By his assessment, the standard delivery method is outdated and inaccurate in both position and dosage. Most drops hold about 30 to 50 microliters, while tears hold seven to eight, so even if 30 percent to 40 percent reaches the eye, the patient overdoses by 300 percent.

To address this issue, Eyenovia developed inkjet print technology to deliver therapies horizontally and precisely — within 1 to 2 microliters — and microdosing to reduce exposure to treatments’ toxic preservatives. The latter ability is particularly meaningful for consumers of eye drops like timolol, which has an FDA black box warning that overdose can lower blood pressure and heart rate.

The smart technology also enables monitoring and mobile health connectivity so physicians can measure patient compliance against therapy response and personalize treatment plans accordingly.
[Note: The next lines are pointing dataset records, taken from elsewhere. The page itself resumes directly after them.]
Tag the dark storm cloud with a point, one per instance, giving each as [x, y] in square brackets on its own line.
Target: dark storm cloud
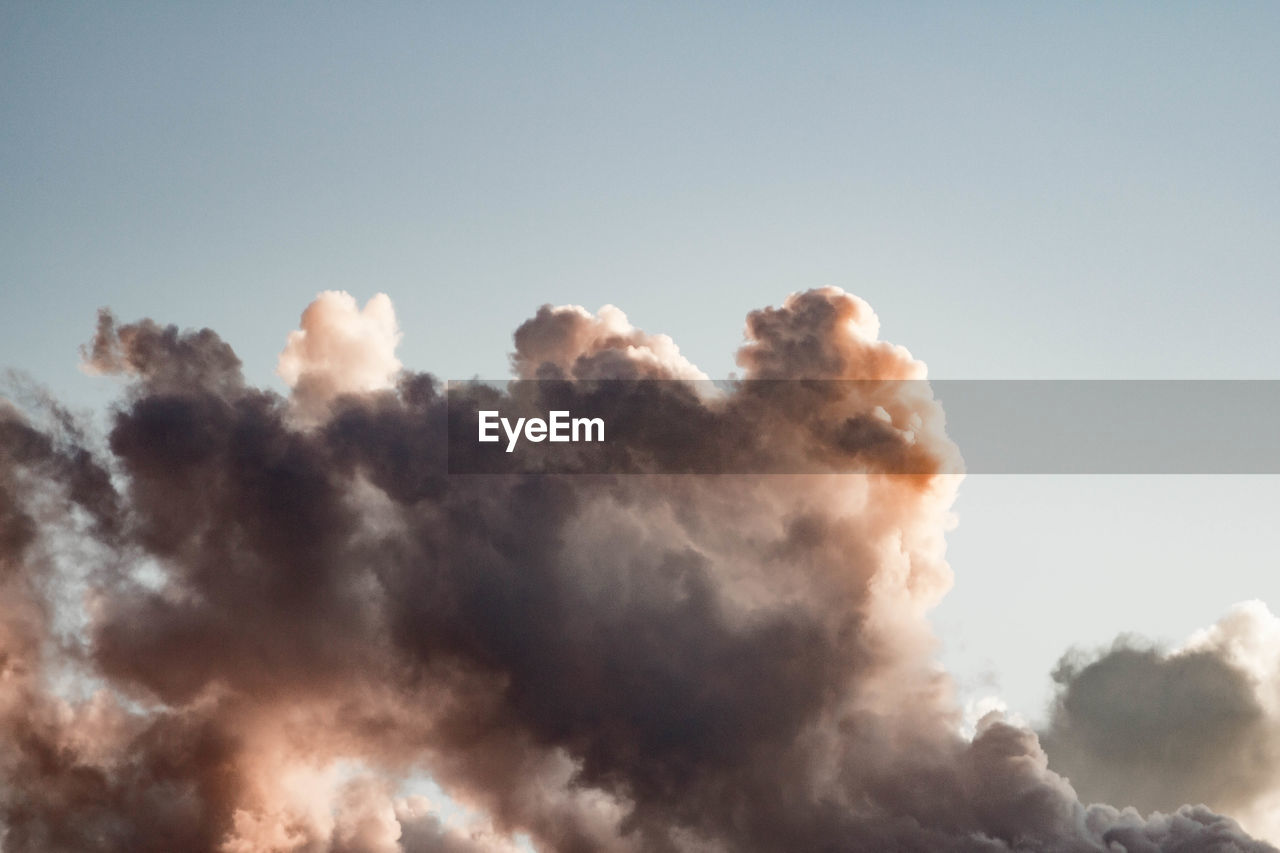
[297, 607]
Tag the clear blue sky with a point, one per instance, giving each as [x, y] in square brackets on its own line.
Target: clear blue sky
[1019, 190]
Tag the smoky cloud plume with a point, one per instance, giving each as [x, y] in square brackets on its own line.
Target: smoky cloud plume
[248, 623]
[1198, 724]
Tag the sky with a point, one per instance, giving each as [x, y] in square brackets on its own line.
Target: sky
[1019, 191]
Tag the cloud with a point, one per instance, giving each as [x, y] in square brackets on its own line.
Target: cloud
[341, 349]
[1200, 724]
[602, 662]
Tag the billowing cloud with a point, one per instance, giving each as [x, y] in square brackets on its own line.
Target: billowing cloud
[341, 349]
[241, 630]
[1198, 724]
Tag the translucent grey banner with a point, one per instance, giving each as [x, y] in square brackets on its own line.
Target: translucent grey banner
[864, 427]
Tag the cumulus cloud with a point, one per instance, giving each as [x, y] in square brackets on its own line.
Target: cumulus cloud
[1155, 729]
[341, 349]
[240, 630]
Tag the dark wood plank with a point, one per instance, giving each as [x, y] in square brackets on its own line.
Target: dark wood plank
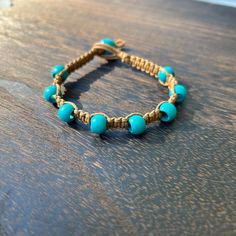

“Applying that [technology] to ophthalmology is really groundbreaking and allows us to do several things that we’ve never been able to do before,” Ianchulev said.

The Biggest Market Opportunity

Eyenovia also develops treatments for chronic angle closure glaucoma, myopia, mydriasis and dry eye.

“It was very hard to say ‘no’ to some of them, because it wasn’t just a market size that had a very dramatic appeal,” he said of the indications.

MicroStat for mydriasis, or exam dilation, combines and diminishes the side effects of the standard two drops of phenylephrine and tropicamide.

“We like it because, even though this is not the biggest market when you compare that to our chronic angle closure glaucoma or to our myopia program — it is a smaller market, about 150 million — it really puts the technology in the center of the physician/provider and patient relationship where the eye doctors everyday serve their patients and they dilate them,” Ianchulev said.

“It really primes the stage and introduces something groundbreaking which happens at the point of care literally in every comprehensive eye exam.”

It’s the firm’s most immediate opportunity, validates the platform and serves as an in-clinic gateway for bigger and more lucrative treatments, like that for CACG. CACG, the indication for MicroProst, affects an estimated 581,000 people in the U.S. and has no existing treatment.

The firm’s biggest opportunity, though, is in MicroPine, a first-in-line formula to treat progressive myopia.

“This is where I think it is going to be really paradigm-changing because there are about 6 to 7 million teenagers and adolescents who are progressing with nearsightedness,” Ianchulev said.

Both MicroStat and MicroProst will begin Phase 3 trials this year, while MicroPine, which received pre-IND feedback from the FDA, will launch Phase 3 studies in 2019.

Nick Donato contributed to this report.